David,

Thank you for the clarification. I also suggested at the time that all of the widgets could be extended from a simple base class that contains common attributes like style, id, etc.

-Adrian

David E Jones wrote:


The concept you are talking about is correct in general Adrian, but means something different than your interpretation here. The intent of the screen, form and other widgets is to define structure and business level artifacts (not technical or visual). They are meant to be externally styled, hence the use of "style" attributes, and yes even "id" attributes.

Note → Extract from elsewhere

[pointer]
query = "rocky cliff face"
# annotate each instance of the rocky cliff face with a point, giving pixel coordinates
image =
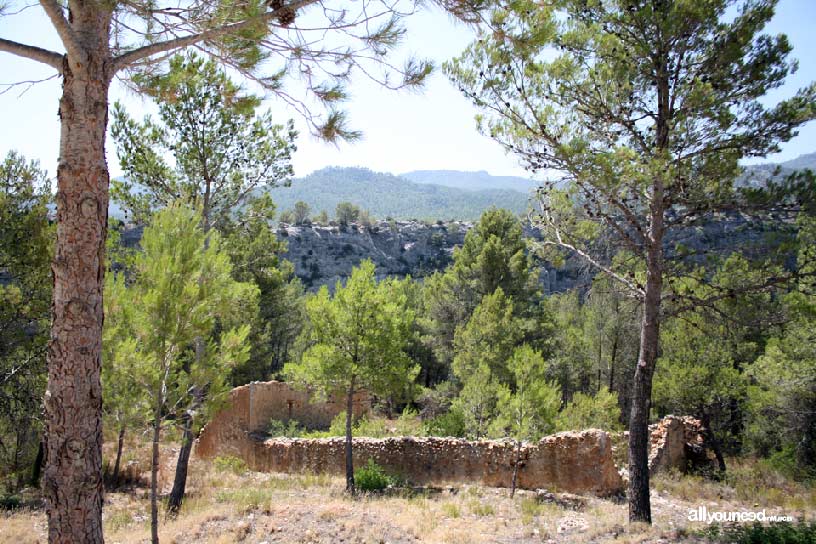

In other words, certain elements in the screen and form widgets (didn't check the others) already DO have id attributes on them, and if necessary we could add it to others as well.

-David


On Nov 26, 2007, at 9:14 AM, Adrian Crum wrote:

I had suggested adding the ID attribute (and others) to all widget elements earlier this year. The response was that we shouldn't tie widget code too closely to HTML output, since the intent is to use widgets to render to more than one output format.

-Adrian

Jonathon -- Improov wrote:

I did this on a private Widget Engine enhancement, along with AJAX. Unfortunately, that enhancement was licensed private months ago. Sorry. Frankly, I don't think the "id" attribute is really great. It's always possible, maybe even preferable, to reference HTML elements in a structured DOM way. I'd be willing to discuss this further if some of us are committed to working on this and putting it back to OFBiz.
Jonathon
Anil Patel wrote:

Hi,
Some Form Widget elements don't have "id" attribute. Id on html elements
makes them lot easier to work with from Javascript. I'll  appreciate If
somebody evaluate possibility of having id attribute on all form widget
elements and possibly implement them.